Gerade hat die Bundeskanzlerin in Sotschi mit Putin gesprochen, danach war Bundespräsident Frank-Walter Steinmeier in Kiew, Anfang Juni Außenminister Heiko Maas. Fakt ist, dass Russland (wieder) in der weltpolitischen Champions League mitspielt. Ohne Russland können wir nur wenige Probleme lösen. Es ist zu hoffen, dass sich die beiden am längsten dienenden europäischen Regierungschefs einig waren, in der Ukraine nicht noch einen sogenannten eingefrorenen Konflikt entstehen zu lassen - wie in Südossetien, Abchasien, Berg-Karabach und Transnistrien. Gemeint ist damit ein Konflikt, der zwar nicht eskaliert, der aber auch ohne Lösung bleibt und für die Betroffenen erhebliche menschliche und materielle Kosten verursacht. Denn der vielfach beschworene Dialog mit Russland findet ja statt – seit Jahren und auf vielen Ebenen. Doch dieser hat bis jetzt nicht zu tragfähigen Ergebnissen geführt.

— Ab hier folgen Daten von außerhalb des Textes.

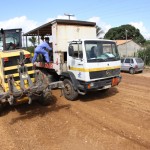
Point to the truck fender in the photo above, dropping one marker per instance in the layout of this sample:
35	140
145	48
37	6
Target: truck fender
71	76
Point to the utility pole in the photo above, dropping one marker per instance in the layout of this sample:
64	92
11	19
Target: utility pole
126	31
69	15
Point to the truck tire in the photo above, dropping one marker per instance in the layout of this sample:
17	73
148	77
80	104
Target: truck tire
69	91
45	99
132	71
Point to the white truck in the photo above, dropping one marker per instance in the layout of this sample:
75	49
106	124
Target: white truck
83	62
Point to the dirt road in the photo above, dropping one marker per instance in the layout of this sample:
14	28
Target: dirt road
116	120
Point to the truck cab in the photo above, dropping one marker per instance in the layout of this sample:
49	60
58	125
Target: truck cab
92	64
83	62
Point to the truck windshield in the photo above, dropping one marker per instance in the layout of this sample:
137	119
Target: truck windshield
101	51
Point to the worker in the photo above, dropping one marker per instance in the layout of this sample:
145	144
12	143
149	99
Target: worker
43	49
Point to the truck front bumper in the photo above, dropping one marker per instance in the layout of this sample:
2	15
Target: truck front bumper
100	84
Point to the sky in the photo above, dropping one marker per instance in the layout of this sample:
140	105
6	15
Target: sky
29	14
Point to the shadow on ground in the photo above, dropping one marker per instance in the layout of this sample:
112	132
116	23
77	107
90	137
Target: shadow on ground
98	95
26	111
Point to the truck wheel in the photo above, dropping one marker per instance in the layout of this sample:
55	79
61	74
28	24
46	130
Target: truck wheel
132	70
45	99
69	91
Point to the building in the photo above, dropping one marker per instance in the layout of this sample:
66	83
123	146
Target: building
127	47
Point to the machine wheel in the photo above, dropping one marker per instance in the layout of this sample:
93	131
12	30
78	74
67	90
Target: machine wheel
69	91
46	99
132	70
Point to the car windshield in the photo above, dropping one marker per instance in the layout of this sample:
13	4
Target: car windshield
101	51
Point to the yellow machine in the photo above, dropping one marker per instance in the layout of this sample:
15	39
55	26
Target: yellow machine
19	82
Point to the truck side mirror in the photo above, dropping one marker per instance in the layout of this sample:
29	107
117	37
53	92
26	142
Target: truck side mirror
71	50
2	31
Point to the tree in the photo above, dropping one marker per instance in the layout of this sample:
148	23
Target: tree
145	55
99	31
33	40
119	33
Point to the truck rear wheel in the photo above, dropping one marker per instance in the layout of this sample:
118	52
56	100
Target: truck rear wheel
69	91
45	99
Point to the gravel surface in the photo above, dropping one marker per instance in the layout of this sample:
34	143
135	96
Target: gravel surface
116	120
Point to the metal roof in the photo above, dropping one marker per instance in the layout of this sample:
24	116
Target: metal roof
46	29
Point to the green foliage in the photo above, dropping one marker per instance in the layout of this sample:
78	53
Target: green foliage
145	55
119	33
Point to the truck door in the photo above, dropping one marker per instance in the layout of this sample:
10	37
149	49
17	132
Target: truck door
75	61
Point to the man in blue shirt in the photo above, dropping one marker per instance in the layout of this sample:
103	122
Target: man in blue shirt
42	49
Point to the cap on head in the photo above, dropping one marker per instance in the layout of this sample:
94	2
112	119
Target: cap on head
46	38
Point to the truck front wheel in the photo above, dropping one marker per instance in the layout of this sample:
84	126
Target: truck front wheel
69	91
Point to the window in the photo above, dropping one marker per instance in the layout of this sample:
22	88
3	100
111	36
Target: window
127	60
77	48
101	51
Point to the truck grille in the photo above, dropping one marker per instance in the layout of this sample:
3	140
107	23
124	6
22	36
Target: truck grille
104	73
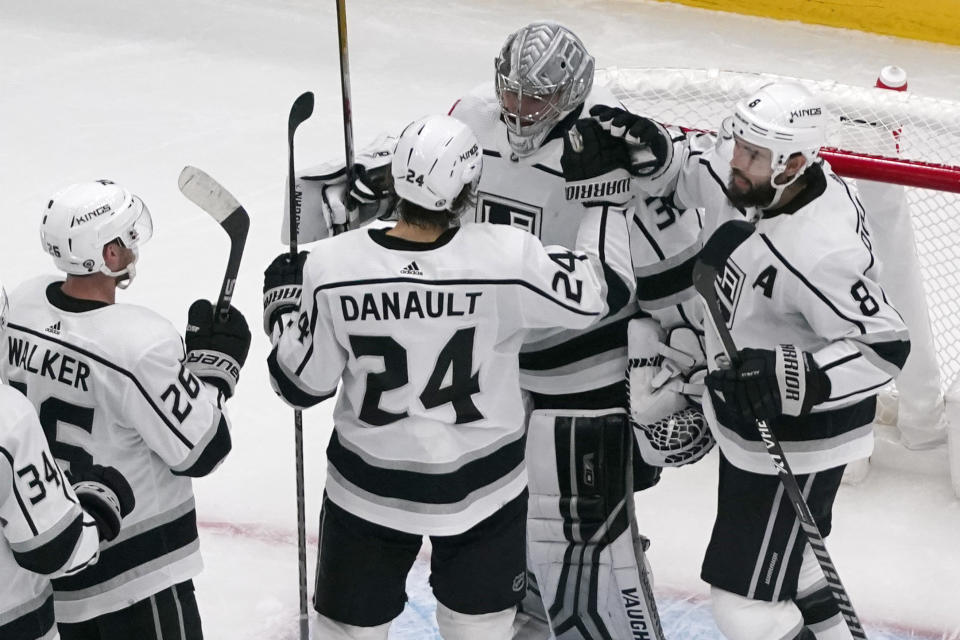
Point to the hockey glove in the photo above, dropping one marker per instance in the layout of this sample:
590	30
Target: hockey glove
282	282
216	350
770	383
595	165
104	494
368	187
649	144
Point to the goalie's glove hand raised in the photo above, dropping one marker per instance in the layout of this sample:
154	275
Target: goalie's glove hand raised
595	165
282	284
104	494
362	188
648	142
216	350
770	383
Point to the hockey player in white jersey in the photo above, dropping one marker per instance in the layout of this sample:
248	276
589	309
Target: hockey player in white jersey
422	323
111	387
52	525
799	291
543	83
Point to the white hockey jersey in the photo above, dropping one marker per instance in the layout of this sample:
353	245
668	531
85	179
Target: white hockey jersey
45	532
429	422
109	386
529	193
808	278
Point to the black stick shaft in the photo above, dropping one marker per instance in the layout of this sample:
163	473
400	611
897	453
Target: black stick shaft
301	110
704	277
347	104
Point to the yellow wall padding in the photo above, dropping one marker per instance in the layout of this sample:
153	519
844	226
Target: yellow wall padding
932	20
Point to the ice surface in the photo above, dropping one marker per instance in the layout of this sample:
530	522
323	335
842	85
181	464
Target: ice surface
136	90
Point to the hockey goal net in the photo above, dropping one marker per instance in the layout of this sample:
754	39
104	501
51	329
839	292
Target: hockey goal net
903	150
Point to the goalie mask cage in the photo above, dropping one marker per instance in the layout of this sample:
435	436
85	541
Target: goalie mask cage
880	138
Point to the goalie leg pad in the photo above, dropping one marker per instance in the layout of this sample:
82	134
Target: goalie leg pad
583	541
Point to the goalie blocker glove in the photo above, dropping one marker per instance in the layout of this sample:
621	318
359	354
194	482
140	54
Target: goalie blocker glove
367	187
649	145
282	285
769	383
595	166
103	493
216	350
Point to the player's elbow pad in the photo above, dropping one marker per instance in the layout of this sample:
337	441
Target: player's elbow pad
204	459
52	556
292	393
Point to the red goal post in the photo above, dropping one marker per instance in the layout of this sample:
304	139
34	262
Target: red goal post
903	151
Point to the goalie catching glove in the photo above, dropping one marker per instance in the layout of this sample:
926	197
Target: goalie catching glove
104	494
216	350
595	166
326	192
650	146
766	384
664	384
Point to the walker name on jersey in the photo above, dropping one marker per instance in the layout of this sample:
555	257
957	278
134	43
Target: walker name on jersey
499	210
396	305
48	363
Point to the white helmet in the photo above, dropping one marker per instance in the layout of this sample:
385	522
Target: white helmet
548	73
435	158
80	219
784	117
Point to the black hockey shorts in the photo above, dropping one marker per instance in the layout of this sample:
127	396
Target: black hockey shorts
171	614
362	567
757	545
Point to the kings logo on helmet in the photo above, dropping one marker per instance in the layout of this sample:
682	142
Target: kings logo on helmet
78	220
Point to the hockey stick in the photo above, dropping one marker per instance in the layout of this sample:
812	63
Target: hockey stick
209	195
347	109
301	109
706	271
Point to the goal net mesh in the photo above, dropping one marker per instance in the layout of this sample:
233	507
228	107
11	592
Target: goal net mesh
920	135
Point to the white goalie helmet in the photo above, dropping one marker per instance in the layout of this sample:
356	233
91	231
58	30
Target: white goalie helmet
435	159
543	72
784	117
81	219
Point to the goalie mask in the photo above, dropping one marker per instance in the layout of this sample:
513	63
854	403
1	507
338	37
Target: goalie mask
543	73
437	159
785	118
80	220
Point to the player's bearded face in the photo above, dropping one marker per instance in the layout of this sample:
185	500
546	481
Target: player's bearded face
750	172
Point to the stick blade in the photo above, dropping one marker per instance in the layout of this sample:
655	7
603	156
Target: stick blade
300	110
207	193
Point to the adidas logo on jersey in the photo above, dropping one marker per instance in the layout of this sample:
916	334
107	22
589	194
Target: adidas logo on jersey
411	270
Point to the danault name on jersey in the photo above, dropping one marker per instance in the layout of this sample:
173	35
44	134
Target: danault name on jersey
397	305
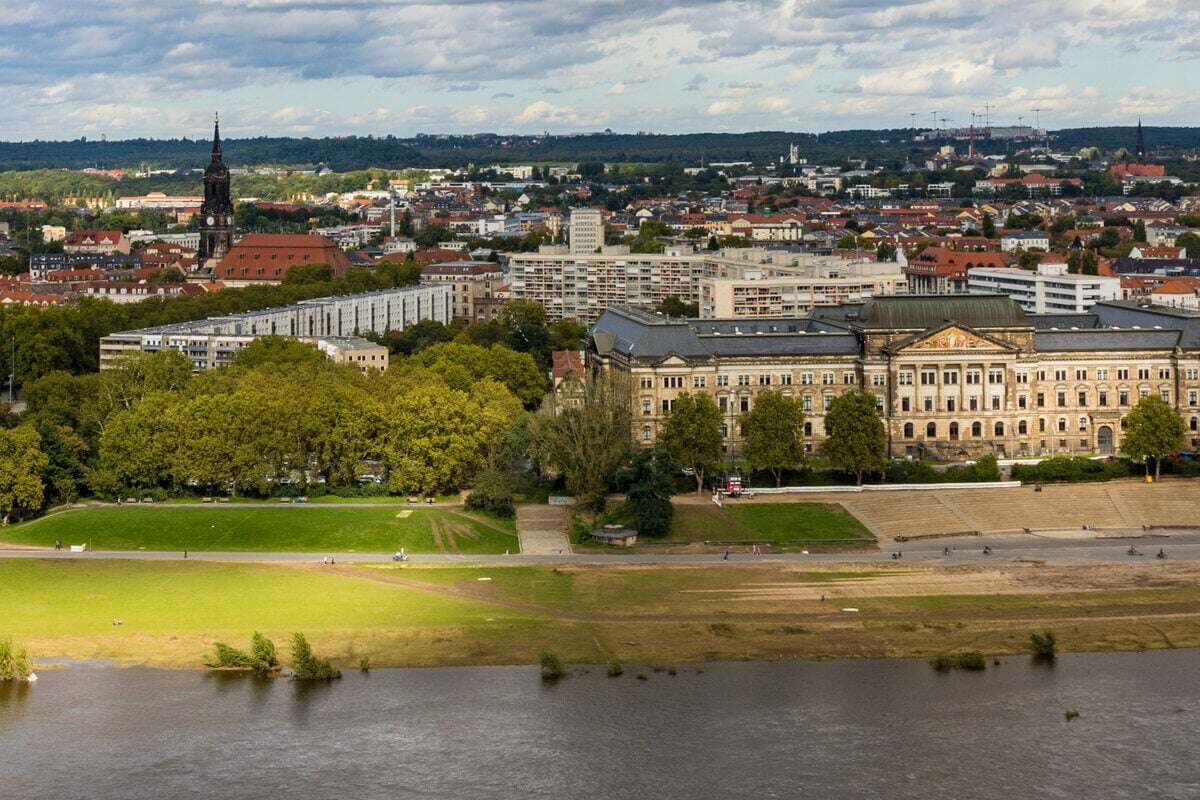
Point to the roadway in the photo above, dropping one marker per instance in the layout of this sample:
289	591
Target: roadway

Dies gilt auch für das Normandie-Format, das europäische „Kleeblatt“ aus Deutschland, Frankreich, Russland und der Ukraine. Hier könnte ein machtvolles Zeichen gesetzt werden, dass es in Europa sehr wohl möglich ist, ohne die USA einen Konflikt zu beenden. Ein wichtiges Zeichen in Zeiten von Drohkulissen und Holzhammerpolitik. Und ein sichtbarer Erfolg in unserer Nachbarschaft bei der Übernahme von mehr deutscher Verantwortung in der Welt. Doch dazu müsste die Waffenruhe im Donbass eingehalten werden, und die Nachschubwege der Rebellen müssten ausgetrocknet werden. Dazu fehlt offenbar der Wille.
Naiv und blauäugig gegenüber Russland sollten wir dabei nicht sein: Es will seinen Einfluss vergrößern, kein Novum in den internationalen Beziehungen. Die Minsker Vereinbarungen umfassen alle Elemente einer Rückkehr zu einer friedlichen, aber ungeteilten Ukraine. Sie sind bald vier Jahre alt. Kompromisse, wie eine vorübergehende internationale Verwaltung des Donbass, sind denkbar. Sie sind besser als ein Krieg auf niedriger Flamme, eine humanitäre Notsituation in unserer Nachbarschaft und noch ein eingefrorener Konflikt. Die Beobachter der OSZE stehen bereit, diesen Frieden zu überwachen. Zunächst muss neuer Schwung in die Konfliktlösung kommen, der Waffenstillstand halten und der politische Prozess ernsthaft beginnen. Europa ist jetzt gefragt. So sehen das auch die Mariupoler Beobachter.
- Almut Wieland-Karimi war als Geschäftsführerin des Zentrums für internationale Friedenseinsätze (ZIF) kürzlich in der Ostukraine, wo sie die SMM besucht hat, die von der OSZE eingesetzt wird. Das ZIF entsendet deutsches Personal in diese und andere Missionen. Das ZIF wurde 2002 auf Initiative der Bundesregierung und des Bundestages als gemeinnützige GmbH gegründet, Aufsichtsratsvorsitzender ist Michael Roth, Staatsminister im Auswärtigen Amt.